The specific detailing of the Riverwalk architecture varies from block to block and from district to district. It is enlivened with bays, alternate detailing, lighting, fenestration, planting, landscaping and hardscaping, and signage. In the Riverwalk Gateway district near Michigan Avenue, the architectural design is distinctively neoclassical, to complement this more traditional and elegant retail setting. Heading west along the river, the Riverwalk Village architecture is enlivened with pedestrian-friendly elements and expressive commercial and residential elements. West of Wells Street, the Nightlife District’s Sports Bar Pavilion blends the arcaded form of the riverwalk infrastructure with contemporary building design to create a setting that appears nautical. The goal of this riverwalk architecture, from Michigan Avenue west to Franklin, is to create an expressive, pedestrian-friendly and vibrant setting for retail and residential activity that celebrates and enriches everyday life.

Riverwalk Gateway
The Riverwalk Gateway is the riverfront retail district directly west of Michigan Avenue, extending to State Street. Between Michigan and Wabash, the riverfront architecture has recently been very carefully reworked. Here the new architecture works within the framework provided by this elegant neoclassical setting.

Riverwalk Village
The Riverwalk Village continues the retail activity that Riverwalk Gateway begins, blending it with residential activity to create a mixed-use environment. The goal of bringing ongoing yearlong life to the riverwalk is furthered by incorporating residential with retail uses. Here the landscape and humanscape becomes more intimately scaled: Pedestrians and shoppers are rewarded for walking along the riverfront by the warm and richly articulated architectural setting.

Storefronts infilled with green-tinted low-e glazing, accented with gold and silver highlights, create a lively window wall while providing generous natural light and views to and from these pavilions. Nighttime illumination from these pavilions, projecting through the steel filigree, as well as from sconces carefully integrated in the stone detailing, will create a bright, festive, welcoming presence along the riverfront.

The design of these Pavilions is progressive and heralds a new era of lighter, more refined, sustainable architecture. But most importantly it creates a warm, attractive, human-scaled environment that expresses and enlivens this unique riverfront setting and makes it a place that people will want to be.

Nightlife District
Heading west along the riverfront, west of the LaSalle Street Bridge, the architectural design becomes more expressive of the river’s rich maritime history. The design of the Sports Bar in the Nightlife district is conceived as a luminous tensile structure supported with masts, structural steel arches, and high-strength cables. Here, as in nautical design, the structural components—poles, cables, struts, roof and wall surfaces, are visible both from outside and inside in a composition that derives its aesthetic beauty from construction logic which brings it a sculptural quality. The Pavilion form radiates from a central structural cylinder, which also provides vertical access to street level above.

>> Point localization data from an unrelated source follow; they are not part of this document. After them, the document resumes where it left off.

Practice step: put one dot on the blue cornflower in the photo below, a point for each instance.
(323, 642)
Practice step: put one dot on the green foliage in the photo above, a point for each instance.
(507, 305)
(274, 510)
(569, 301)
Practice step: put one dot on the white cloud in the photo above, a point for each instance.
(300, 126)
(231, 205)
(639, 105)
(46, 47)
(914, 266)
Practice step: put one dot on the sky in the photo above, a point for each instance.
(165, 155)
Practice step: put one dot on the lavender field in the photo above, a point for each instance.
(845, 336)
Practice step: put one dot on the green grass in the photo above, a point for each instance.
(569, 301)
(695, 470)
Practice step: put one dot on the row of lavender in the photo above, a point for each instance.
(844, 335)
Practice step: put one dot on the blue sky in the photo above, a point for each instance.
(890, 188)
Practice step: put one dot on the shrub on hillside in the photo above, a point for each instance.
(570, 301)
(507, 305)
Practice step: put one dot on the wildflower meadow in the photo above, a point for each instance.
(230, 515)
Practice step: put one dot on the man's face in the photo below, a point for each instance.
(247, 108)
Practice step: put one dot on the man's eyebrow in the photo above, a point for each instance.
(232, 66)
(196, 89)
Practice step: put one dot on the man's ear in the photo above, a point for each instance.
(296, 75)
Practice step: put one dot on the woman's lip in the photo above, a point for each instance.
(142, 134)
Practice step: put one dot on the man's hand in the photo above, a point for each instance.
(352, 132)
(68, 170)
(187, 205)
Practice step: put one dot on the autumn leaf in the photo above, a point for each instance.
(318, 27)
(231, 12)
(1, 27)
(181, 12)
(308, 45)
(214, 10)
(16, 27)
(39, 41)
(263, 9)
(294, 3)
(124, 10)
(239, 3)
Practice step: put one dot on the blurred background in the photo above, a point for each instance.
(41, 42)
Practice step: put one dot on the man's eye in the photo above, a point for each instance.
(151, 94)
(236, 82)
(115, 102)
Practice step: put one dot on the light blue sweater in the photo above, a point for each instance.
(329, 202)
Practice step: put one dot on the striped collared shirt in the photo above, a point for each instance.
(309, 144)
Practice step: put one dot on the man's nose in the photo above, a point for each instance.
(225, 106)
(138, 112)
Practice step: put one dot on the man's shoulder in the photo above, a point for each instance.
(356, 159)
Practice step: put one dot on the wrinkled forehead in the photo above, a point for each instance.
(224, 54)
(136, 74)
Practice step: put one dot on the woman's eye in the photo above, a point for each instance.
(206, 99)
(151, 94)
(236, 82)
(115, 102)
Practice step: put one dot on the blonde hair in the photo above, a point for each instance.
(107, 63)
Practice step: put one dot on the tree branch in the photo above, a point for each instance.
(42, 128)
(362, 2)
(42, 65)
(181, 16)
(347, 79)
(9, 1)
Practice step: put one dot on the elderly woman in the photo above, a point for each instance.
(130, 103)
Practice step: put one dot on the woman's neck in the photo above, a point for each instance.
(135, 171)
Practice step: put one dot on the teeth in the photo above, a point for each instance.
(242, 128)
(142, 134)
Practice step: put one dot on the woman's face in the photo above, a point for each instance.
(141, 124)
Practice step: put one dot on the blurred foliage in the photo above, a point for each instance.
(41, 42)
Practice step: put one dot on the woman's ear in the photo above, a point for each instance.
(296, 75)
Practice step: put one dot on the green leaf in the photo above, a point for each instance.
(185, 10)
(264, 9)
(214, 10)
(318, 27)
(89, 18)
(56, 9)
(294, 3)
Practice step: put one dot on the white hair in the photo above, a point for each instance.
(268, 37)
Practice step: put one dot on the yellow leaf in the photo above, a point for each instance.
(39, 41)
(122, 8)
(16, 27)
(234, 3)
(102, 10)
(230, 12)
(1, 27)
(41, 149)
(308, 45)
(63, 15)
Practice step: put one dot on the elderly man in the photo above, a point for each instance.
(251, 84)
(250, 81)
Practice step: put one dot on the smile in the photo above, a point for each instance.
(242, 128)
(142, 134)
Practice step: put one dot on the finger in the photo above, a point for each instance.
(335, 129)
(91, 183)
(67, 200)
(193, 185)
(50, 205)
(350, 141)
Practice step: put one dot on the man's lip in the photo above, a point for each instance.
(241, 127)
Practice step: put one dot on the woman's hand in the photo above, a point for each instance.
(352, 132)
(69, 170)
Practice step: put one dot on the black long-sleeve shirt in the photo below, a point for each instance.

This stretch of the river, anchored by the elegant 333 Wacker Drive building, is among the most beautiful in the city. But its riverfront potential is undeveloped. The Sports Bar Pavilion will enhance this area from the street level down. It will serve as a beacon to bring nightlife activity to this underdeveloped segment of the riverfront. At night, the internally illuminated Pavilion will warmly glow like a multi-faceted crown on Chicago’s riverfront.